Descubra se você respeita as leis da boa etiqueta fazendo o teste abaixo! Depois, é só conferir as respostas no final da página!
1 - Quando vai a um restaurante com comida típica de outro país e lhe oferecem algo que considera exótico demais para seu paladar, o que faz?
a) Em primeiro lugar, se vou a um restaurante diferenciado, tenho de estar preparado para novidades. Além disso, recusar dá a impressão de descaso com a cultura alheia. Agora, se for um prato que me cause repugnância, a alternativa é alegar alguma restrição médica.
b) Não como de jeito algum. Com certeza, ainda vou acabar fazendo cara feia ao ver o aspecto estranho da comida.
c) Falo que não quero.

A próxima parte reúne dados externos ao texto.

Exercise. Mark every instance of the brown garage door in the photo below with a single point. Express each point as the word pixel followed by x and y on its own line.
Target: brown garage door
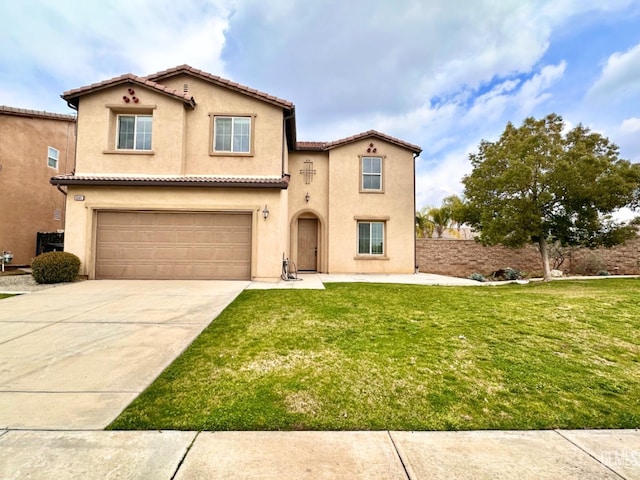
pixel 153 245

Não gosto nem de ver esses pratos estranhos, porque já me dá náuseas.
d) Como, mas, se não for bom, faço aquela cara incontrolável de nojo.
2 - Em um restaurante japonês, come com o auxílio dos hashis ou pede logo de cara os talheres ocidentais?

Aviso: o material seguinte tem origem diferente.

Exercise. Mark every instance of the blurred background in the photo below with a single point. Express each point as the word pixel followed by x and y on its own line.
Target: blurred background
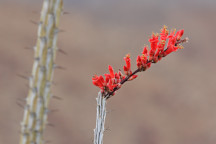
pixel 174 102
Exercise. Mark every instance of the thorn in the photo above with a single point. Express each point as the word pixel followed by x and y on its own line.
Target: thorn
pixel 65 13
pixel 28 48
pixel 34 22
pixel 47 141
pixel 21 99
pixel 109 111
pixel 51 125
pixel 35 12
pixel 62 51
pixel 59 67
pixel 61 30
pixel 107 129
pixel 57 98
pixel 22 76
pixel 20 105
pixel 54 110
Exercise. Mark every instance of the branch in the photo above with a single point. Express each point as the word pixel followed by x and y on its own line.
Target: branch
pixel 100 119
pixel 36 109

a) É simpático ao menos tentar usar os hashis. Além disso, há a possibilidade de pedir os hashis com o elástico para se adaptar. Se nada der certo, peço o talher ocidental.
b) Peço o ocidental. Vou ao restaurante para comer comida japonesa e não para passar dificuldade na hora de comê-la.
c) Hashis? Aqueles pauzinhos? Nem pensar. Só vou passar vergonha se tentar comer com isso.
d) Para não ter esse tipo de dificuldades, melhor passar longe dos restaurantes japoneses.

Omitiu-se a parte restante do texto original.